1-DAV-202 Data Management 2023/24
Previously 2-INF-185 Data Source Integration

Materials · Introduction · Rules · Contact
· Grades from marked homeworks are on the server in file /grades/userid.txt
· Dates of project submission and oral exams:
Early: submit project May 24 9:00am, oral exams May 27 1:00pm (limit 5 students).
Otherwise submit project June 11, 9:00am, oral exams June 18 and 21 (estimated 9:00am-1:00pm, schedule will be published before exam).
Sign up for one the exam days in AIS before June 11.
Remedial exams will take place in the last week of the exam period. Beware, there will not be much time to prepare a better project. Projects should be submitted as homeworks to /submit/project.
· Cloud homework is due on May 20 9:00am.


HWflask

From MAD
Jump to navigation Jump to search

See the lecture

General goal: Build a simple website, which lists all crawled users and for each users has a page with simple statistics regarding the posts of this user.

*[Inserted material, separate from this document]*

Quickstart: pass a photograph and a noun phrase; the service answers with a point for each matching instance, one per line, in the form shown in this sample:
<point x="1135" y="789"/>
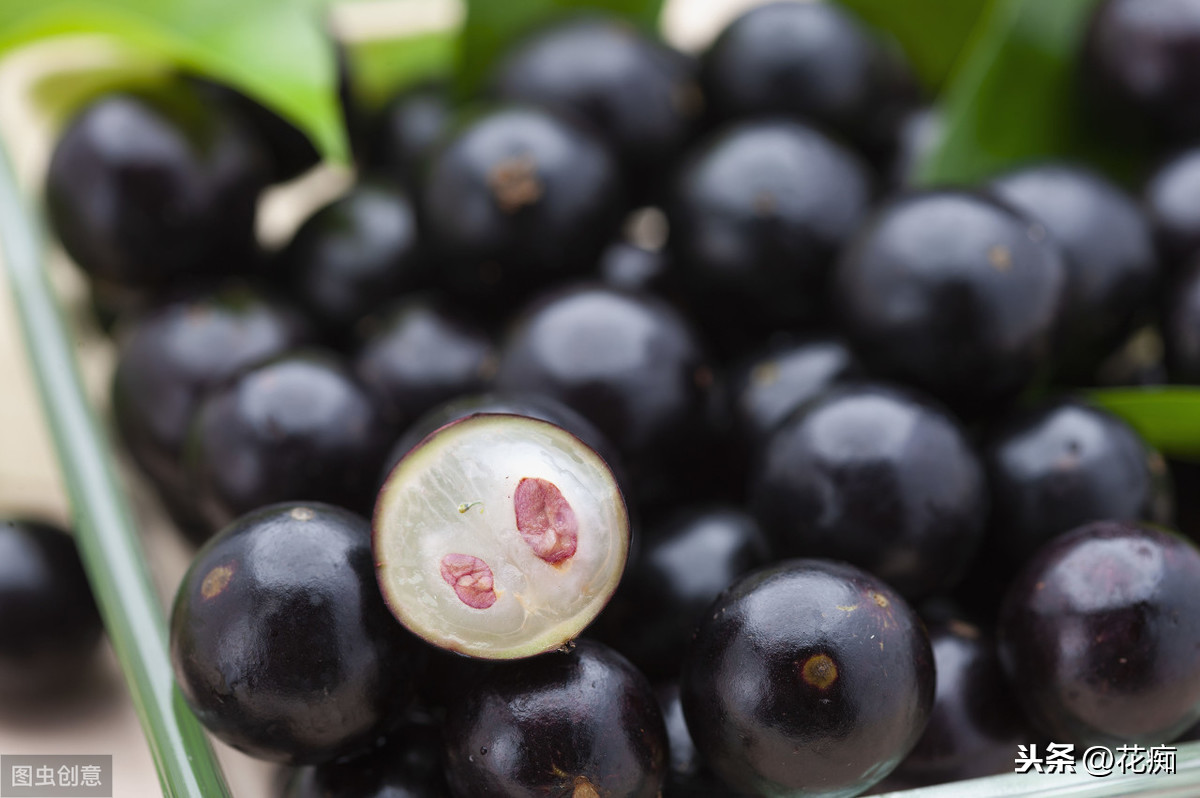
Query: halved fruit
<point x="499" y="537"/>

Submit your source code (web server and preprocessing scripts) and database files (even when you are using database from us). Copy these files to /submit/flask/username/

This lesson requires crawled data from previous lesson. If you don't have one, you can find it at /tasks/flask/db.sqlite3

Task A

Create a simple Flask web application which:

  • Has a homepage with a list of all users (with links to their pages).
  • Has a page for each user with basic information: the nickname, the number of posts and the last 10 posts of this user.
  • Warning: Next lecture homework depends on this task.

Task B

Make a separate script which computes and stores in the database the following information for each user:

  • the list of 10 most frequently used words,
  • the list of top 10 words typical for this user (words which this user uses much more often than other users). Come up with some simple heuristics for measuring this.

Show this information on the page of each user.

Hint: To get the most frequently used words for each user, you can use argsort from NumPy.

Task C

Preprocess and store the list of top three similar users for each user (try to come up with some simple definition of similarity based on the text in the posts). Again show this information on the user page.

Bonus: Try to use some simple topic modeling (e.g. PCA as in TruncatedSVD from scikit-learn) and use it for finding similar users.